When I visit my Alzheimer's-suffering wife at the nursing home, she gets very upset as I leave; Is there anything I can do?

Bobcie asked...

When I visit my Alzheimer's-suffering wife at the nursing home she is delighted to see me, but she begs me to take her with me when I leave, which is not a practical request. She shouts, "Bob, come back; take me with you," as I walk away. It's miserable for both of us. Any suggestions?

Expert Answer

Joanne Koenig Coste is a nationally recognized expert on Alzheimer's care and an outspoken advocate for patient and family care. She is the author of Learning to Speak Alzheimer's. Also, she currently is in private practice as an Alzheimer's family therapist. Ms. Koenig Coste also serves as President of Alzheimer Consulting Associates, implementing state-of-the-art Alzheimer care throughout the United States.
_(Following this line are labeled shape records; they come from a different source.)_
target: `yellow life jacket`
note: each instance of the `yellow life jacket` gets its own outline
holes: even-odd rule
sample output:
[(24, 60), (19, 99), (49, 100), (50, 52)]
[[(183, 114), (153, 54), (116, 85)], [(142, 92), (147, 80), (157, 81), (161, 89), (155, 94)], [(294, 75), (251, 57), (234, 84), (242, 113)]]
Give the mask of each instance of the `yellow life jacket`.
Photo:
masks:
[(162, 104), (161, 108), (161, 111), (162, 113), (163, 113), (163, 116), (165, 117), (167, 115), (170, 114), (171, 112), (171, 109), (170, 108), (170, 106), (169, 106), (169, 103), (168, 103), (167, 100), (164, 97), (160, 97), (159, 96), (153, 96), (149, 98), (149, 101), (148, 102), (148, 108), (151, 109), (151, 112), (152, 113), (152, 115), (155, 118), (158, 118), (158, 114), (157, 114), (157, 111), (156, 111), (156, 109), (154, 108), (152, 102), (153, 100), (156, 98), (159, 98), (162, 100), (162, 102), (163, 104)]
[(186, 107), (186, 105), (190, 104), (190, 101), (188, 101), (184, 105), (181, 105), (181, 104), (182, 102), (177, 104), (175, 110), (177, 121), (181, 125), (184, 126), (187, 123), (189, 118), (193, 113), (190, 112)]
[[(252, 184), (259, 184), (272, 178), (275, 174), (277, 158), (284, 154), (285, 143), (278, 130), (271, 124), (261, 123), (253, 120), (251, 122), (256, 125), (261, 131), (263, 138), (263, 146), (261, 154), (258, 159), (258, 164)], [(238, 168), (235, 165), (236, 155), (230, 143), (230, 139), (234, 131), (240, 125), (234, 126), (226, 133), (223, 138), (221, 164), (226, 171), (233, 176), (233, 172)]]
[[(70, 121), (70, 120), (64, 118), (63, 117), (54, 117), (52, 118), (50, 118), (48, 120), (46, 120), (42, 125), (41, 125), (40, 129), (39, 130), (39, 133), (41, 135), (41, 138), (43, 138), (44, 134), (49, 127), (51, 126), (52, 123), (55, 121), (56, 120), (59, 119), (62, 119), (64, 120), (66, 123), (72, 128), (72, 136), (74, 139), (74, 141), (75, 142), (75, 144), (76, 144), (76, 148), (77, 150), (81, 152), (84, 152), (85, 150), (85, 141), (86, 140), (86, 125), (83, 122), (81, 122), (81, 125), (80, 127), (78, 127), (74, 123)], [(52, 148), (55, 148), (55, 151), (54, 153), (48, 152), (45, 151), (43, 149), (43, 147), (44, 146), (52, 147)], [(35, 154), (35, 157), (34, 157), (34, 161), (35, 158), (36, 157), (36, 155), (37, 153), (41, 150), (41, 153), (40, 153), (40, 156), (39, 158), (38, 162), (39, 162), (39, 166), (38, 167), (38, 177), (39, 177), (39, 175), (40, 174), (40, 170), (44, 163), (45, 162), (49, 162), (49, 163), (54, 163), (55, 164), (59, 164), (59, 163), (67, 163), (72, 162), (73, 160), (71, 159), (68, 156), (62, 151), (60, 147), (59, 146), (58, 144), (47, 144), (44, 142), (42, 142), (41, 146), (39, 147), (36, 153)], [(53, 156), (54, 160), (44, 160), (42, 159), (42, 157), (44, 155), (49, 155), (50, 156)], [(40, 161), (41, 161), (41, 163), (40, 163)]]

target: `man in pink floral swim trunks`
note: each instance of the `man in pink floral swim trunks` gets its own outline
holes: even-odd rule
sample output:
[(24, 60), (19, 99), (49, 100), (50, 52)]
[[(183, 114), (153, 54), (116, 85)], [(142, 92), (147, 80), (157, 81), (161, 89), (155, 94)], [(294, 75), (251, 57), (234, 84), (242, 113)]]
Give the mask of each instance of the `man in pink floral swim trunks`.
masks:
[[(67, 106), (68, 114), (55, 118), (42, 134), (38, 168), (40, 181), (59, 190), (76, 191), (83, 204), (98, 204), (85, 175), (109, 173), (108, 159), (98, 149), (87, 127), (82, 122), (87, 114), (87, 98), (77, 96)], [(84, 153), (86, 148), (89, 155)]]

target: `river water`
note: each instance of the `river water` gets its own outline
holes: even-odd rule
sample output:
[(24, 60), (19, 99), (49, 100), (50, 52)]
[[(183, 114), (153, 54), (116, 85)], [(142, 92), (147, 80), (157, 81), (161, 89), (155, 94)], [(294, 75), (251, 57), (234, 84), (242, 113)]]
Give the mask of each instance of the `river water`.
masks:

This must be so heart-breaking for you. Even though you recognize this placement as being the most appropriate caregiving solution, I'm sure you must be devastated at each visit when you hear her plea to leave with you. The difference between your emotional pain and that of your wife is that it remains with you for a long time after your visit while it is most likely forgotten by her shortly after you are out of sight. I suggest the following possible ways to make your separating more comfortable for each of you: 1. Try to always have your departure time when a scheduled activity or meal is about to take place. Folks with Alzheimer's (AD) generally focus on one occurence at a time and if your wife is joining in a group with others or preparing for a meal, her focus is not on you leaving but rather on the new activity. 2. Speak with the staff and request an aide to assist with the transition from your visit to the new activity. 3. Do NOT let your body-language or non-verbal language transmit your dismay. Leave quickly, gently, and smilingly! Remember that AD folks are quite adept at taking cues from our non-verbal responses and read our tone of voice, facial expressions, and emotions. No matter how contrived it may be, be as positive as possible as you change companions with the staff member. If you check back with the staff shortly after you leave, you will most likely discover that she has transitioned quite well and you will find that, without the stress of a tearful departure, your visits will be more enjoyable. I hope these suggestions work well for you and do remember to take care of YOU!